In fairness, he shouldn’t have said that about their wives.


  • Slap Shot is loosely based on an actual minor league hockey team, the Johnstown Jets. Director Nancy Dowd’s brother Ned played for them, as did the Carlson/Hanson brothers, and many of their players were used as extras in the film. Several of the incidents in the movie were inspired by real events, such as when Jeff Carlson was hit in the face by a cup of ice thrown by a fan, upon which he and his brothers went into the stands after the fan and were arrested.

Didja Notice?

  • Ah, nickel beer night and casual sex: the two things about the 70s that didn’t suck.
  • Observant viewers may notice many of the players not wearing helmets. At the time Slap Shot was made, only goalies were required to wear helmets; for everyone else they were optional.
  • The Hanson brothers are all actual professional hockey players. The parts were originally scripted for brothers Jack, Jeff, and Steve Carlson, all players for the Johnstown Jets minor league team. However, Jack was called up to the majors before filming began, so his role was filled by fellow Jets player David Hanson.
  • “Ogie” Oglethorpe is played by Ned Dowd, brother of director Nancy Dowd.

Groovy Quotes:

Carr: Hi, Jim Carr again. Uh, Denis, uh, I know that some in our audience don’t know the finer points of hockey. Uh, could you tell them, for example, what is icing?
Lemieux: Well, um, icing happen when the puck come down, bang, you know, before the other guys, nobody there, you know? My arm go comes up, then the game stop, then start up.
Carr: Mmm-hmm, I see. What is high sticking?
Lemieux: High sticking happen when uh, the guy take the stick, you know, and he go like dat, you know, you don’t do that.
Carr: You don’t do that.
Lemieux: Oh no, never, never.

Reggie: How’s it goin’, Nick?
Brophy: I’m drunk.
Reggie: Naw.
Brophy: I’m not [kiddin’] you. Got stinkin’ ‘faced on the bus, Louise left me and that son-of-a-[gun] over there keeps playin’ me when he knows I’m ‘faced.
Reggie: Jeez, I’m really sorry.
Brophy: Anybody throws me against the boards, I’m gonna piss all over myself.
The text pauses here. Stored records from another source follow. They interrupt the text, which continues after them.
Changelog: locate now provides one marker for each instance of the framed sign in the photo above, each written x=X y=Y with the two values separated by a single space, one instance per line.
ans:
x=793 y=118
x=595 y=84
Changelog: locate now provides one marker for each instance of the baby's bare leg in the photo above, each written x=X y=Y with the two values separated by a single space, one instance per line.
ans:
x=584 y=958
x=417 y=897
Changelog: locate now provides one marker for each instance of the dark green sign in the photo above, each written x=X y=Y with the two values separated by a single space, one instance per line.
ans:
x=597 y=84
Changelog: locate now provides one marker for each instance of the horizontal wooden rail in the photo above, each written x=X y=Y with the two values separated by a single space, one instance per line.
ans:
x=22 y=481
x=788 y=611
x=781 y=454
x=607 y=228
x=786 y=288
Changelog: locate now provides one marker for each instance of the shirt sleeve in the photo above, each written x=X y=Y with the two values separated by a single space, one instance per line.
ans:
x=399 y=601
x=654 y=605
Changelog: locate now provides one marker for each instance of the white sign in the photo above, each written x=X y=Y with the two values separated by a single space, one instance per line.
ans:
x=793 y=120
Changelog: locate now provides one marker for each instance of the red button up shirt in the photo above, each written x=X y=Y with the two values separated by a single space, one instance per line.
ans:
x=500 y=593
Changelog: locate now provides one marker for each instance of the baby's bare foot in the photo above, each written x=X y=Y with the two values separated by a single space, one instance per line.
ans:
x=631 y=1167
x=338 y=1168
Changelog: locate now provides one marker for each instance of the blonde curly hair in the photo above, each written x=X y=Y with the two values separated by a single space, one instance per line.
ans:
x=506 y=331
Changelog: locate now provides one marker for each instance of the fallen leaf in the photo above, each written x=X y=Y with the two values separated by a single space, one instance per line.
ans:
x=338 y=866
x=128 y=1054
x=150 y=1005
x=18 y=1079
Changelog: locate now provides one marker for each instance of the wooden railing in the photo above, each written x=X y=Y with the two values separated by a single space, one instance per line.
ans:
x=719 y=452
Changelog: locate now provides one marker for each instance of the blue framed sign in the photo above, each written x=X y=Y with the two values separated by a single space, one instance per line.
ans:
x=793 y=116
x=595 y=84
Shirley: Johnny always says you can just drink so much and screw so much.

McGrath: Good crowd out there tonight, boys, let’s really try to win this one!
Braden: You have to hand it to the old bastard, he’s highly original.
Ahern: That man traveled 15 hours by bus to say that?

Broadcaster: The fans are standing up to them! The security guards are standing up to them! The peanut vendors are standing up to them! And by golly, if I could get down there, I’d be standing up to them!

Shirley: I only drink during the afternoon. Or before a game. Or when Johnny’s away.

Reggie: Do you remember, uh, I went up to your room afterwards and you were dressed in chick’s clothes?
McGrath: …..
Reggie: Yeah, you had on this black bra with tassels… you were dancing in front of a mirror with this kind of zebra skin jockstrap.
McGrath: Reg-
Reggie: Do you remember how uh, how I screamed at you when you started comin’ on to me, and I just said, “Jeez, stop it, Joe, I’m ashamed of ya.”
McGrath: Damn you.
Reggie: I wanted to tell you I’ve forgotten the whole thing. Years have passed, now I’m sexually liberated, I don’t care who’s gay no more. I mean, who cares? It’s natural, it’s all around us. [pause] Who’s the owner, Joe?

Reggie: I am placing a personal bounty on the head of Tim McCracken – he’s the coach and chief punk on that Syracuse team.
Radio Announcer: A… a bounty?
Reggie: Yeah- a hundred bucks of my own money for the first of my men that really nails that creep.

Jim Carr: Oh, this young man has had a very trying rookie season, with the litigation, the notoriety, his subsequent deportation to Canada and that country’s refusal to accept him, well, I guess that’s more than most 21-year-olds can handle. Number six, “Ogie” Oglethorpe.